If I hadn't found this item, I would have written an item up myself. Consider this Connect item, and upvote if it seems worthy to you.
As of SQL Server 2012, partitioned indexes can be rebuilt per partition. That's good.
But, the statistics for a partitioned table can only be updated across all partitions. That's bad.
The various posts in the Connect item make a good case for partition level stats updates. Why update stats for data from 2001 that is partitioned on a time-based key, if the file the partition is in is read-only? If I eliminate fragmentation, use a high fill-factor and page level compression in an old partition that is read only - the statistics in the partition will be stagnant. Still important for the query optimizer... but the stats within the partition don't need to be updated. If there's only 1 out of 20 partitions that is being updated, and the other 19 have updated stats and are read-only, updating stats will be much faster if only the active partition is updated.
There's more. The read only partitions only have to be backed up once per quarter (or less). The only reason to continue to back them up periodically is to make sure the backup is on good media. That can take a whole lot of stress off of the backup infrastructure.
There's more. The dbcc checkdb interval for data should be based on recovery tolerance, and recoverability. Once a partition is read-only, the resources to perform the consistency check are a known quantity, and the time to recover from backup is a known quantity. The dbcc checkdb interval can be far less than the dbcc checkdb interval for contents that are not read-only,
So, statistics update can be made lighter and faster. Backup can be made lighter and faster. Consistency checks can be made lighter and faster.

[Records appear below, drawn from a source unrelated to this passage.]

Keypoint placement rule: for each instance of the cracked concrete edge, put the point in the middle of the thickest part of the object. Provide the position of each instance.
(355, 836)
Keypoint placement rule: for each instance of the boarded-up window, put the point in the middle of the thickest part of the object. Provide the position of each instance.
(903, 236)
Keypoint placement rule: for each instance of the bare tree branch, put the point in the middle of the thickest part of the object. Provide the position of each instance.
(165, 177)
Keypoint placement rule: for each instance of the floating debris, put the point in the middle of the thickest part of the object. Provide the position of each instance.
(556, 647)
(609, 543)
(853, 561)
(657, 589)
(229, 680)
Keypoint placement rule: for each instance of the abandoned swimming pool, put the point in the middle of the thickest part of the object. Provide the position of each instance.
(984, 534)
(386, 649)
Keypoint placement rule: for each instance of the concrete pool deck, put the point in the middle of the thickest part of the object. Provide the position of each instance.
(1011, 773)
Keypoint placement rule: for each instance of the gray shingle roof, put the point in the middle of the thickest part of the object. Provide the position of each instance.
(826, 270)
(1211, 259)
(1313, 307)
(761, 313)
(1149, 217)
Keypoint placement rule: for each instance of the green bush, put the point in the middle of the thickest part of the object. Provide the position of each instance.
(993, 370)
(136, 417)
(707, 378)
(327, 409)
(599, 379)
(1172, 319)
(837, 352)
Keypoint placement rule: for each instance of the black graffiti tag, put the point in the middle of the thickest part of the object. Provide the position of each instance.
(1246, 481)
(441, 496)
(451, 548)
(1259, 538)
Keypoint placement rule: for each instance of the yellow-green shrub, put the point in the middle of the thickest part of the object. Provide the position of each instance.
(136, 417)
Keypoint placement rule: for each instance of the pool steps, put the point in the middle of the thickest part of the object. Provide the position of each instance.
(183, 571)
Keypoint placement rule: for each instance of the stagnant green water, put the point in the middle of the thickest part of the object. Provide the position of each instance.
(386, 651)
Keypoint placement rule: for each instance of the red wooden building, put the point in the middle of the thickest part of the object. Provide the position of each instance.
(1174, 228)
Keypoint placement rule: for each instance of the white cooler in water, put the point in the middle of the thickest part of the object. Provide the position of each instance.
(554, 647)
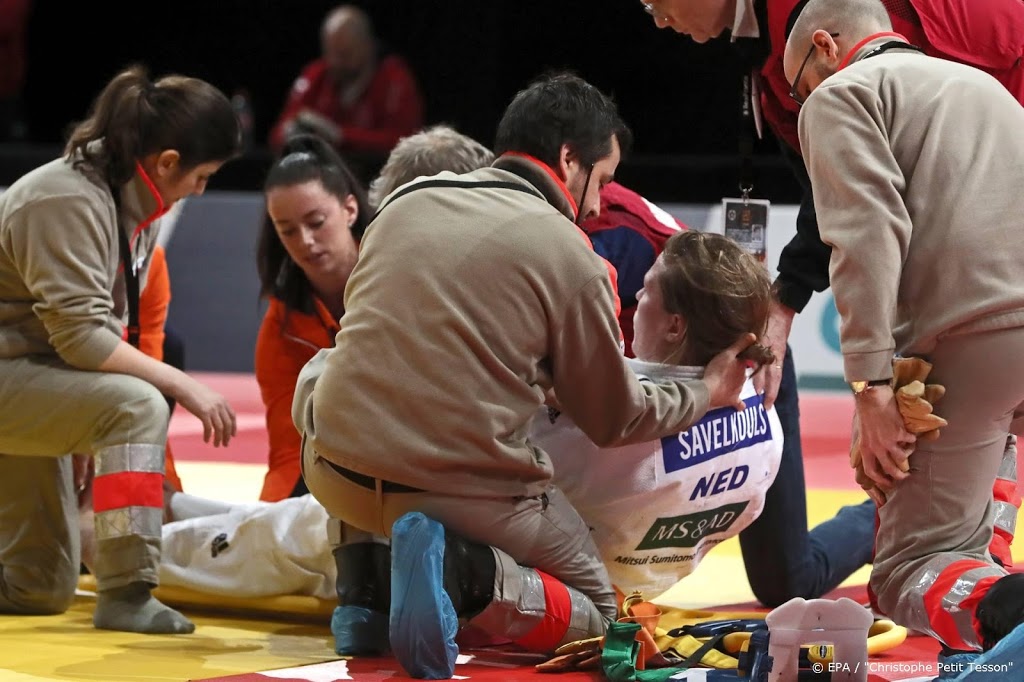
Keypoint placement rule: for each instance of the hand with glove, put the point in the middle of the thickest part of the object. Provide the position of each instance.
(914, 400)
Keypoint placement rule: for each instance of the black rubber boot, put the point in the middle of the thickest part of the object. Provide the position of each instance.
(1001, 609)
(469, 574)
(359, 624)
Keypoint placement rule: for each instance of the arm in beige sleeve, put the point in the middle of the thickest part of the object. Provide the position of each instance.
(858, 197)
(597, 388)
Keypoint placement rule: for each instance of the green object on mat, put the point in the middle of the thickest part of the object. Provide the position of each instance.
(620, 656)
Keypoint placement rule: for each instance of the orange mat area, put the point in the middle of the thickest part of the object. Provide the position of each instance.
(289, 639)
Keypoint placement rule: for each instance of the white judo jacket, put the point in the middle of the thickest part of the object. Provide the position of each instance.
(656, 508)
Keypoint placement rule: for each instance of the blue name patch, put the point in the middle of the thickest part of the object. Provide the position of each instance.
(720, 432)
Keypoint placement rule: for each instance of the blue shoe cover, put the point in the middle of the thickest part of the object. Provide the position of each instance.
(358, 631)
(423, 622)
(1005, 663)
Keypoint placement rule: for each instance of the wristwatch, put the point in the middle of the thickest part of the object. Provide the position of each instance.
(861, 386)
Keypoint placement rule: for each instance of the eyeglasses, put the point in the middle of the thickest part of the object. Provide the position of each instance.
(793, 91)
(649, 8)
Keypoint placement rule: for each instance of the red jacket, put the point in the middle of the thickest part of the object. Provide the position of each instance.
(391, 107)
(287, 341)
(985, 34)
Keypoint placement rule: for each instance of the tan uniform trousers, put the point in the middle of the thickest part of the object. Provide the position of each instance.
(48, 410)
(934, 533)
(546, 534)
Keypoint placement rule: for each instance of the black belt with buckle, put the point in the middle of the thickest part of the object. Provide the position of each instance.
(370, 482)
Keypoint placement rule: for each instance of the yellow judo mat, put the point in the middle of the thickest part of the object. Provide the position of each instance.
(67, 647)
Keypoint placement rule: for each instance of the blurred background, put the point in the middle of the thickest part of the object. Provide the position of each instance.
(470, 57)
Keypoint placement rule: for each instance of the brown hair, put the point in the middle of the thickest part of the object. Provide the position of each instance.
(135, 117)
(721, 291)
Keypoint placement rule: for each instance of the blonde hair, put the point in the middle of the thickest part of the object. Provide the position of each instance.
(437, 148)
(720, 290)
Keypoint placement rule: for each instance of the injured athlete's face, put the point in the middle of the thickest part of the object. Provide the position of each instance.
(315, 228)
(700, 19)
(657, 334)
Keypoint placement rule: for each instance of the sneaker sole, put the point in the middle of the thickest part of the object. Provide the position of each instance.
(423, 623)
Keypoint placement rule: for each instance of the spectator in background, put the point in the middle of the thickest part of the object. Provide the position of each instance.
(630, 233)
(13, 24)
(316, 211)
(70, 377)
(356, 95)
(436, 148)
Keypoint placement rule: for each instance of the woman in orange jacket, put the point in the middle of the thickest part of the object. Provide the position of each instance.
(316, 211)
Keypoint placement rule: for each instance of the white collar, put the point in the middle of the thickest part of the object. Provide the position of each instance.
(745, 23)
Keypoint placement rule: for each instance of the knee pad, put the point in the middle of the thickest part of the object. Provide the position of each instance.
(364, 576)
(1000, 610)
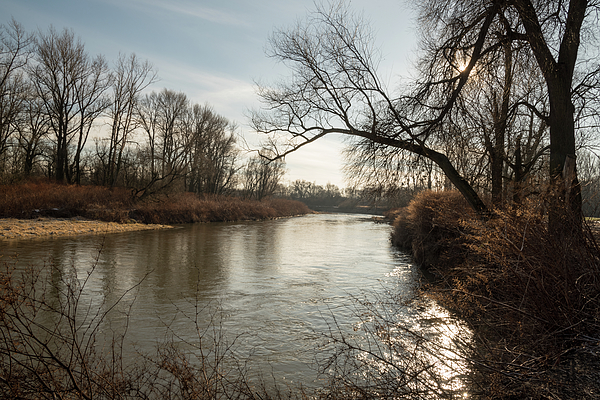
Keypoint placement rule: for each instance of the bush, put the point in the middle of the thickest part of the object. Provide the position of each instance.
(43, 199)
(430, 225)
(532, 299)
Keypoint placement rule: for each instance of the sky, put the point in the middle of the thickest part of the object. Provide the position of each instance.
(214, 51)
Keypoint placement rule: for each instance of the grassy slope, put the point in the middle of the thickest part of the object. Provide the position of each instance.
(30, 200)
(532, 300)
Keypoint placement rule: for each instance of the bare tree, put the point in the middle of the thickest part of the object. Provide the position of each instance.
(70, 87)
(161, 116)
(335, 89)
(15, 51)
(212, 152)
(130, 78)
(91, 102)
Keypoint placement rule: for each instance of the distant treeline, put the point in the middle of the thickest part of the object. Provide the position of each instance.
(74, 118)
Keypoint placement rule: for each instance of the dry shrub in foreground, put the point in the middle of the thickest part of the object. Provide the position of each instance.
(532, 298)
(53, 345)
(188, 208)
(38, 199)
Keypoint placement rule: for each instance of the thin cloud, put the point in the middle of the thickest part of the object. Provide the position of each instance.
(189, 10)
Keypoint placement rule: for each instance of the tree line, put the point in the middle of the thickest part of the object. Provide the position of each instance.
(504, 101)
(54, 95)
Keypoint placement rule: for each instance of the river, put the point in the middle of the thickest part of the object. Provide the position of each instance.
(272, 287)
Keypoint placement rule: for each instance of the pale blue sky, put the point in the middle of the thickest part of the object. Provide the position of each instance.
(213, 50)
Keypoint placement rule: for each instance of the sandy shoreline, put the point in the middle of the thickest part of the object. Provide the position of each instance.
(17, 229)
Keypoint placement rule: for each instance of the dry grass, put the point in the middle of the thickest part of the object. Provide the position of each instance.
(32, 200)
(532, 299)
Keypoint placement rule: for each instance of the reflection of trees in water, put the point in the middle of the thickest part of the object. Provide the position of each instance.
(404, 346)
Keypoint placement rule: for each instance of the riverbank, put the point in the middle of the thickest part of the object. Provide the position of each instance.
(49, 200)
(43, 228)
(532, 299)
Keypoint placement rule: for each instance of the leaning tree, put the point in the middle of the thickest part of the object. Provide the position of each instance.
(334, 87)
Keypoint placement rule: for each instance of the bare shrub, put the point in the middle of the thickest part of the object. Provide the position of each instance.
(429, 224)
(403, 347)
(53, 346)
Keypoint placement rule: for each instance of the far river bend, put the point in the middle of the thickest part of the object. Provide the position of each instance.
(276, 283)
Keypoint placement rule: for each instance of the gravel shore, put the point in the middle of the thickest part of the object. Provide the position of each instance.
(18, 229)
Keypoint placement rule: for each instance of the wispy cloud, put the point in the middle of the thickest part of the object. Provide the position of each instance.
(189, 9)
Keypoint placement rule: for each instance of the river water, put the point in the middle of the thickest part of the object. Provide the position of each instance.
(272, 287)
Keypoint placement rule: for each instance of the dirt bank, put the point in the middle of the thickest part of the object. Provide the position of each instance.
(18, 229)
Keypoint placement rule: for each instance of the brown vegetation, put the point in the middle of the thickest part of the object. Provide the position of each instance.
(31, 200)
(532, 299)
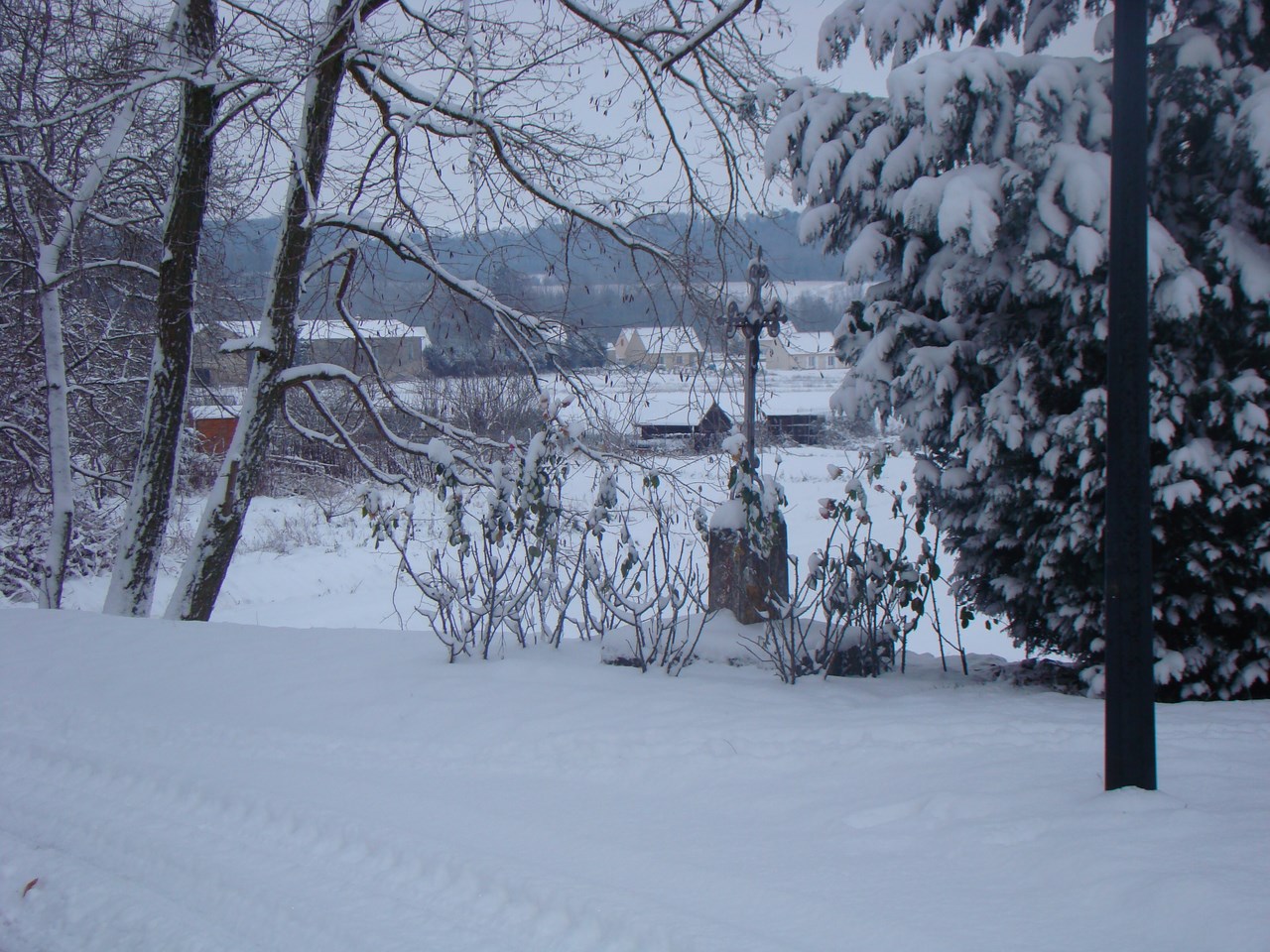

At the current time, this means when I'm asked (I only get asked about tables of over 1 billion rows - and all of the systems I currently work with have similar workflows and workflow patterns), I will be recommending pseudo-partitioning for MSSQL, instead of partitioning. We'll split tables into separate similar tables in separate files and filegroups, and use a view for the union. That way, we can rebuild indexes per table/pseudo partition. We can update statistics per table/pseudo partition. We can mark old tables/partitions read only, and take load off of backup and consistency check procedures.
Hopefully, when statistics can be updated per-partition, I'll be able to use partition switching to seamlessly transition from a pseudo partitioning to a real partitioning strategy. I'd rather not move hundreds of millions - or billions - of rows just to accommodate the metadata differences between pseudo partitioning and partitioning.
**Update by sql_sasquatch 29 August 2013**
SQL Server 2014 has additional features to allow statistics maintenance per partition. Awesome! Adam Machanic is concerned about how the optimizer will use the partitioned statistics (I am too)... guess we'll have to see about that.
But the cool thing is that connect items 328093 and 468517 are both listed as active again.